Но потом остался только Роберт, и это был настоящий финал нашего брака, если не считать прежних окончаний, и звонков, которые становились все реже после того его исчезновения, когда он отправился в Вашингтон; и дня, когда я оформила заявление о разводе и целый год оставляла нетронутым его кабинет; и моего решения наконец разобрать его, и убрать с глаз его полотно с мисс Меланхолией, как бы ее ни звали; и даже минуты, когда я узнала, что он бросился с ножом на музейное полотно и попал за это под арест; и когда потом услышала, что он согласился лечь в психиатрическую клинику. И когда закончилась его страховка, то я поняла, что хочу хоть немного помогать его матери оплачивать счета за лечение и все еще желаю ему выздоровления, если оно возможно, чтобы он смог когда-нибудь прийти на выпускной бал и на венчание наших детей.

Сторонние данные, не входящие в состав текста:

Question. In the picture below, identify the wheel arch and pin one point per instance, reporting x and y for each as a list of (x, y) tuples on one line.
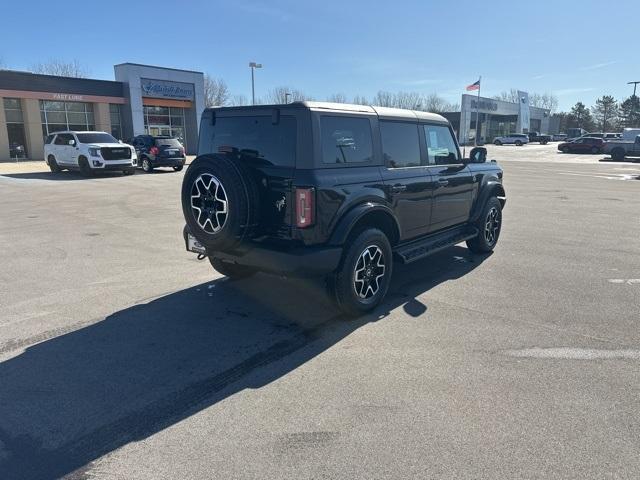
[(363, 216), (492, 188)]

Люди, чьи браки не распадались, чьи супруги умирали, а не уходили или не были покинуты, не знают, что брак редко оканчивается раз и навсегда. Это как иные книги - переворачиваешь последнюю страницу и думаешь, конец истории, но дальше идет эпилог, и тебе предоставляют воображать или догадываться, как герои живут без тебя, дорогой читатель. И даже почти забыв книгу, все еще гадаешь, что же было с ними дальше.
Но если в моем браке и был полный разрыв, то он наступил в тот день, когда умерла мать, потому что она умерла быстрее, чем мы ждали. Она отдыхала на диване в гостиной, на солнце. Она даже попросила меня принести ей чай, но тут у нее сдало сердце. Это не точный термин, но так я об этом думаю, потому что и мое сердце сдало тогда, и я уронила поднос с чаем на ковер, бросившись к ней. Я упала на колени, держала ее за руки, и наши сердца отказывались нам служить, и это было ужасно, ужасно с виду, но очень быстро, и было бы гораздо ужаснее, если бы я не видела, как это случилось, и не обняла ее, а с нею и все годы, когда она заботилась обо мне.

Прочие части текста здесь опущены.